Un jour, la supérieure m’apprit avec beaucoup de ménagements qu’un de mes petits frères venait de mourir. Cela m’a fait de la peine le premier jour parce que, à l’air de tristesse de la bonne sœur, aux encouragements qu’elle me donnait, j’ai compris vaguement que j’étais malheureuse ; cela me causait quelque attendrissement sur moi-même.
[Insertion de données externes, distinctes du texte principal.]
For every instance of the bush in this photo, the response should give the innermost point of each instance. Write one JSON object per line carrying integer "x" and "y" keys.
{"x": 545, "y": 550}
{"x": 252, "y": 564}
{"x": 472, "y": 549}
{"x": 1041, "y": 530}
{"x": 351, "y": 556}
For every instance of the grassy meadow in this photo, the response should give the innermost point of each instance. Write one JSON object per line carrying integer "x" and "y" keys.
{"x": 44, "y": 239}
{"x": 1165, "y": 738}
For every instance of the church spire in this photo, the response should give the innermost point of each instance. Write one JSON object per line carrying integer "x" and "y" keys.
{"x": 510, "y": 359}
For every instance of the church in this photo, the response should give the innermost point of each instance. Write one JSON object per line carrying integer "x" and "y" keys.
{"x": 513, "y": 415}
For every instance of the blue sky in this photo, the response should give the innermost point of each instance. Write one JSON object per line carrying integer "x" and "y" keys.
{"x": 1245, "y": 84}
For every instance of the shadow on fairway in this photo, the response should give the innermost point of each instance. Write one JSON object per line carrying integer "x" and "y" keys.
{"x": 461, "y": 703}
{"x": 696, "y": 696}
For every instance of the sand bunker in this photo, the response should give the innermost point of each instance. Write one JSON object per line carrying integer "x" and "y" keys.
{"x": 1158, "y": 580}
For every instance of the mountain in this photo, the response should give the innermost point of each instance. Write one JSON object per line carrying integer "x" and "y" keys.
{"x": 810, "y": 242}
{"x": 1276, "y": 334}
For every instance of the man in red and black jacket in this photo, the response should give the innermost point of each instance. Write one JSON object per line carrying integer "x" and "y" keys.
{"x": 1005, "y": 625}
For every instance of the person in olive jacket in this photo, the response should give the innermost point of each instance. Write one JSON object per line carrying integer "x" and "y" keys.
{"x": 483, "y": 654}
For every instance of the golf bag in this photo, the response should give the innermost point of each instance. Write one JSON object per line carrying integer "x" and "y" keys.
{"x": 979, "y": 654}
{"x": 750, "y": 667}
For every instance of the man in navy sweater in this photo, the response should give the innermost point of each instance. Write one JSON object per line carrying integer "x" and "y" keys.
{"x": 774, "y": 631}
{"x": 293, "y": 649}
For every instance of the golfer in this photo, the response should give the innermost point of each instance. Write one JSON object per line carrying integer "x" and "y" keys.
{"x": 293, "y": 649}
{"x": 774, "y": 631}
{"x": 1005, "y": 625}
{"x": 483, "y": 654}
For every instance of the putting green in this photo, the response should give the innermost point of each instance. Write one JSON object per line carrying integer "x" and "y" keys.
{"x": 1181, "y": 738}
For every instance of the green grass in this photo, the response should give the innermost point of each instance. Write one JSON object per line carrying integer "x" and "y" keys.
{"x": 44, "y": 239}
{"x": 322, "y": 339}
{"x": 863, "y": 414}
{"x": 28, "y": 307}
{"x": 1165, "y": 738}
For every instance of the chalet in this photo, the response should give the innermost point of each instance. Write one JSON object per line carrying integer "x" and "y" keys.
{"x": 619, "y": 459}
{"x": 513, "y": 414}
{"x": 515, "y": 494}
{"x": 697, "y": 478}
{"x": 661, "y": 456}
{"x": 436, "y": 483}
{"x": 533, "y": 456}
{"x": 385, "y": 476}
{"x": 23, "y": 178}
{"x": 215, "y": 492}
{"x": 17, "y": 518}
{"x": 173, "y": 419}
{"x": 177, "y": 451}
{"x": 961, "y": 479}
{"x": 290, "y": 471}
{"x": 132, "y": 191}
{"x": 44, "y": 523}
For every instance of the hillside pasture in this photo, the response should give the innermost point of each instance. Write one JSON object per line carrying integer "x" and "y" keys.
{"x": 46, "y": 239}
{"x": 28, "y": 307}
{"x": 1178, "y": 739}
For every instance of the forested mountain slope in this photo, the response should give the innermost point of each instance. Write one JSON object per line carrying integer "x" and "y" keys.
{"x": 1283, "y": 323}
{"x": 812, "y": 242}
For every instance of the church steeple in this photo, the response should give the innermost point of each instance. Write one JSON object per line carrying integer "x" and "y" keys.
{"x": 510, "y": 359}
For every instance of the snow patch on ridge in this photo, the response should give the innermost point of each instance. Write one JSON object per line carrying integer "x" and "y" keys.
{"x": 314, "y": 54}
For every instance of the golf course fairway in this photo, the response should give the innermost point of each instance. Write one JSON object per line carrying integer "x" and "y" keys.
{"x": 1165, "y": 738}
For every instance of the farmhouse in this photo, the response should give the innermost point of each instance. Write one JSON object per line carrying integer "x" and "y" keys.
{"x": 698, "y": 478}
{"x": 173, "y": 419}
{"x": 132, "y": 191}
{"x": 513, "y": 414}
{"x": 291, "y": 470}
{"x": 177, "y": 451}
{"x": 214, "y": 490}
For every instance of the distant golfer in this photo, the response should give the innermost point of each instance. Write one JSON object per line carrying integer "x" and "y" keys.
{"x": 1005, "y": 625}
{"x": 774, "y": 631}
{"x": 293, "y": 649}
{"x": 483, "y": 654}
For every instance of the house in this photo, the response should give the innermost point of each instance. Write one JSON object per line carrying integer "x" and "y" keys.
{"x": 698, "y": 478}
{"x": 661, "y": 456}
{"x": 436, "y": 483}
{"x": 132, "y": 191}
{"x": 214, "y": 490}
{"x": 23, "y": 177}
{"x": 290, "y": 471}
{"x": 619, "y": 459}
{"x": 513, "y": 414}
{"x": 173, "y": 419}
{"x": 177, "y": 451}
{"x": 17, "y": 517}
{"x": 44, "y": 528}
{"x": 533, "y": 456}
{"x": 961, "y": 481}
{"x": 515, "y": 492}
Mais dès le lendemain, ma tristesse avait disparu ; j’étais surtout gênée de la contrainte que je devais m’imposer pour avoir l’air moins joyeux que d’habitude ; mes compagnes semblaient me plaindre : il était convenable que je me fisse une attitude de circonstance. Cela me fut très désagréable, et d’ailleurs ne dura pas. Hélas ! j’étais vraiment une méchante fille ! J’ai souvent, depuis, pensé avec tristesse à ce pauvre petit Pierre que je n’ai pas su pleurer quand il est mort, dont j’ai tout à fait oublié le visage, dont aucun souvenir ne me reste !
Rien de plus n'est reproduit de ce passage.